A Remotely Piloted Surface Vessel
(RPSV) was unveiled at the Navy League
Air Sea and Space Exhibition in Washington D.C. from March 26-28, 2002 by Boston Whaler Commercial and Government Products Inc, a Brunswick Corporation boatbuilding division. Developed jointly by Boston Whaler, Global Atlantic Inc. and Smart boat Inc., the 15 foot fiberglass hull of the RPSV is propelled by a 2.5-liter V6 cylinder 175-hp Mercury SportJet water jet giving a speed capability in excess of 40 knots. Although initially offered with a gasoline engine, a diesel or multi-fuel variant will be optional in the near future.

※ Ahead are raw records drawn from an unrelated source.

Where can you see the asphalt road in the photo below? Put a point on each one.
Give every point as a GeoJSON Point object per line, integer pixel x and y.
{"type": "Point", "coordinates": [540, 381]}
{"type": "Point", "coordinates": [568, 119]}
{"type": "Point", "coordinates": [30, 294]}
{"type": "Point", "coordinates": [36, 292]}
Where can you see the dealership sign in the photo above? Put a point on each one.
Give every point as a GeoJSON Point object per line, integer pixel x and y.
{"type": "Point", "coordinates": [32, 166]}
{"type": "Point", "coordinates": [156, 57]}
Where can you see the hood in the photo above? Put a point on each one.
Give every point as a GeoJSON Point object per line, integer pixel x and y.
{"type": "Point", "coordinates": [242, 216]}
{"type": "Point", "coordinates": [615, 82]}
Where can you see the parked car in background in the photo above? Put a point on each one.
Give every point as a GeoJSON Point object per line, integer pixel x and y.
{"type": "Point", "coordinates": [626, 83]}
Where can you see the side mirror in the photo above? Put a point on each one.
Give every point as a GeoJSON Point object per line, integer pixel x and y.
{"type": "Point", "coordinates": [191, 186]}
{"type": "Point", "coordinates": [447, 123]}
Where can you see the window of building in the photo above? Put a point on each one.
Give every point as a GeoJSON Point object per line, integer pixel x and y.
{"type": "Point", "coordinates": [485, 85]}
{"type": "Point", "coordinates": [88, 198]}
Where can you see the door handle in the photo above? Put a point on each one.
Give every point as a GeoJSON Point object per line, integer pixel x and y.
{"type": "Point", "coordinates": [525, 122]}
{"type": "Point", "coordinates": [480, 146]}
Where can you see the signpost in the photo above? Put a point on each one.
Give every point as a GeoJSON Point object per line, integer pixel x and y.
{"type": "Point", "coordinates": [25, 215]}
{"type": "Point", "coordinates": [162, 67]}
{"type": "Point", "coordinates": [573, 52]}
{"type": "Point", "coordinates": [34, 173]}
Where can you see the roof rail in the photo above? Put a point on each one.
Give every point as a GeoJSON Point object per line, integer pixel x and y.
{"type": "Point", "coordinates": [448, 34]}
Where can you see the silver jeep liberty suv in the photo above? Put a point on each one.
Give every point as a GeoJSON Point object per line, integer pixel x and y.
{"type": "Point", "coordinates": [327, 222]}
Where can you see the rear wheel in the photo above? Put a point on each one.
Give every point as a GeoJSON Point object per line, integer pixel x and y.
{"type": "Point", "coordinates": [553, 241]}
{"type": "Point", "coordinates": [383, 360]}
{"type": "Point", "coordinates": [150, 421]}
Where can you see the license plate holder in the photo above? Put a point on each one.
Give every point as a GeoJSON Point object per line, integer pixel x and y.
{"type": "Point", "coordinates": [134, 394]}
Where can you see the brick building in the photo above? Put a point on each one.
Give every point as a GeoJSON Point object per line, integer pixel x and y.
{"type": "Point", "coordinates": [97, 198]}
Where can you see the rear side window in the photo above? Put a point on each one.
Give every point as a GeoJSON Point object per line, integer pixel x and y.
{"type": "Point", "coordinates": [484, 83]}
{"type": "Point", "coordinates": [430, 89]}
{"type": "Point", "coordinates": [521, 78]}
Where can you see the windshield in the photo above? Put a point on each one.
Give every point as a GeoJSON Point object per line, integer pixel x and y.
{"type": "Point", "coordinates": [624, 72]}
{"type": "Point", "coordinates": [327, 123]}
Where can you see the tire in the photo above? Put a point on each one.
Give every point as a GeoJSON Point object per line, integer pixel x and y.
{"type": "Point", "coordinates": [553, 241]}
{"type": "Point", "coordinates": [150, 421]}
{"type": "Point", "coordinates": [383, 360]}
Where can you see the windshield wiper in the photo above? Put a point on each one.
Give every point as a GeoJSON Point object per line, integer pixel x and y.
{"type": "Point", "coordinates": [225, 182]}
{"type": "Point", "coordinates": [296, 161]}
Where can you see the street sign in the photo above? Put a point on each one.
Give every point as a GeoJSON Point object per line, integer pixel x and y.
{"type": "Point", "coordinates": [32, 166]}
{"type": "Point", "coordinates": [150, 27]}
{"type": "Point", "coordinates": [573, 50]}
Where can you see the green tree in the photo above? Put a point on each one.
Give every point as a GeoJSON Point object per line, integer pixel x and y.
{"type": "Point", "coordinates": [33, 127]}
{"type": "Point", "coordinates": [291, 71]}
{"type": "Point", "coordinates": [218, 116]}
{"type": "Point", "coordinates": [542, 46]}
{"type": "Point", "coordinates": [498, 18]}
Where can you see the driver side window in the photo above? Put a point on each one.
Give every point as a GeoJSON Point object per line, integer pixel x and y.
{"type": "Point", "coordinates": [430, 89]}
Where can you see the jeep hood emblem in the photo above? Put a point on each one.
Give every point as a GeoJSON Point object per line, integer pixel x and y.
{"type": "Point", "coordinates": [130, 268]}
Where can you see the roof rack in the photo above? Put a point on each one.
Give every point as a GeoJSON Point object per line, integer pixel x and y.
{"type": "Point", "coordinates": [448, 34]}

Selection of Boston Whaler as lead contractor to supply the boat hull was made due to its long reputation as volume manufacturer of hulls with proven sea-keeping qualities and its experience in governmental and military boats. General Manager Eric Caplan said, "this cost-effective RPSV brings about a quantum leap in naval/marine tactics, heralding a new era
in maritime security." The RPSV operates without a pilot and is controlled either remotely or autonomously according to mission and set-up. Typical tasks for this craft are surveillance and interdiction: able to operate for periods ranging from several hours to several days, depending on fuel limitations. Propulsion and steering control functions use a customized Mercury SmartCraft CAN-bus network, integrated to the "black boxes" of the command and control system specially
developed for the application. The on-board computer is a COTS design with open architecture, retained in special marine shock mounts. High-definition video with low light capability, infrared camera, spot/floodlights, electric thrusters providing position loitering. Additional roles could include port and coastal security, mine detection and neutralisation, fire fighting and observation - putting a robot in harms way where you don't want to risk human life.